“İslam’ın anlaşılmasının önündeki engeller”

“İslam’ın anlaşılmasının önündeki engeller”

Özgür-Der Küçükçekmece şubesinde bu hafta “İslam’ın anlaşılmasının önündeki engeller” konu başlığı altında Tasavvuf ve Tarikat konusu işlendi. Sunumu Recep Şencan yaptı.

Tasavvuf kelimesinin kökünde "suf" kelimesi yer almakta ve yün anlamına gelmektedir. Kufe de zahidlerin yün giymesinden ötürü tasavvuf kelimesi türemiştir. Tasavvuf kelimesi Kur'an da hiç geçmemektedir. İslam'ın ilk yıllarında Tasavvuf diye bir şey yoktu. İkinci yüzyıldan sonra fetihler ile birlikte İslam coğrafyaları genişledi. İslamın özünde olmayan bir takım fikri sapmalar da bundan sonra başladı. Tasavvuf anlayışı da bunlardan biridir. İlk temsilcilerine baktığımızda Hallacı Mansur, Şemsi Tebrizi, Mevlana Celaleddini Rumi, İmam Gazali, Beyazıdı Bistami, gibi isimler ile karşılaşıyoruz. Bunlarda İran menşeli acemlerdir. İslamın beşiği sayılabilecek Hicaz bölgesinde tasavvuf ile alakalı hiçbir anlayışın olmadığı önemli bir gerçekliktir.

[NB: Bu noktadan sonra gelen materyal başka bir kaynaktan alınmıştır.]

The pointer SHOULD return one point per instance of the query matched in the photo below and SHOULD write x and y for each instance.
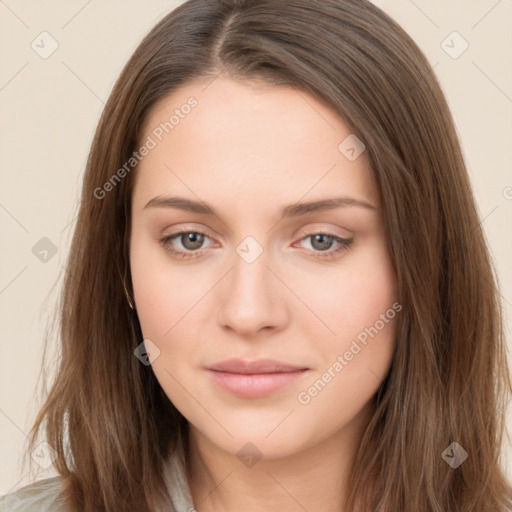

Tasavvufçular, tasavvufu kalbi saf yapmak, kötü huylardan temizlemek ve iyi huylarla doldurmak olarak tanımlamaktadırlar. Tasavvufun hal işi olduğu, yaşayanların bilebileceği, tarif ile anlaşılamayacağını söyler ve anlaşılamama korkusu ile sürekli bir savunma halindedirler.

Tasavvufun oluşmasına etki eden sebeplere baktığımızda şunları söylemek mümkündür. İslam coğrafyalarının hızlı bir şekilde genişlemesi ile birlikte kitleler halinde insanların İslam'ın özünü anlamadan eski kültürlerindeki sapkınlıları ile birlikte Müslüman olmaları. Hz. Osman'ın şehit edilmesi, toplanan ganimetlerin insanlar arasında adil bir şekilde pay edilememesi ile başlayan siyasi çalkantılar, hilafetin saltanata dönüşmesi ile başlayan sapkınlıklar. Bunların neticesinde bazı Müslümanların bu durumun artık düzelmeyeceğini düşünerek fitneden uzak durmak için toplumsal olaylardan kendilerini kenara çekmeleri ve züht hayatı yaşmaya başlamaları düşünülebilinir. Duranların Yürüyenlerden, Oturanlarında Duranlardan iyi olduğunu söylenilen hadislerin uydurulmuş olması. Bu yanlış tercih neticesinde başlayan hareket zaman ile hayattan koparak mistik bir hal almaya başlamıştır.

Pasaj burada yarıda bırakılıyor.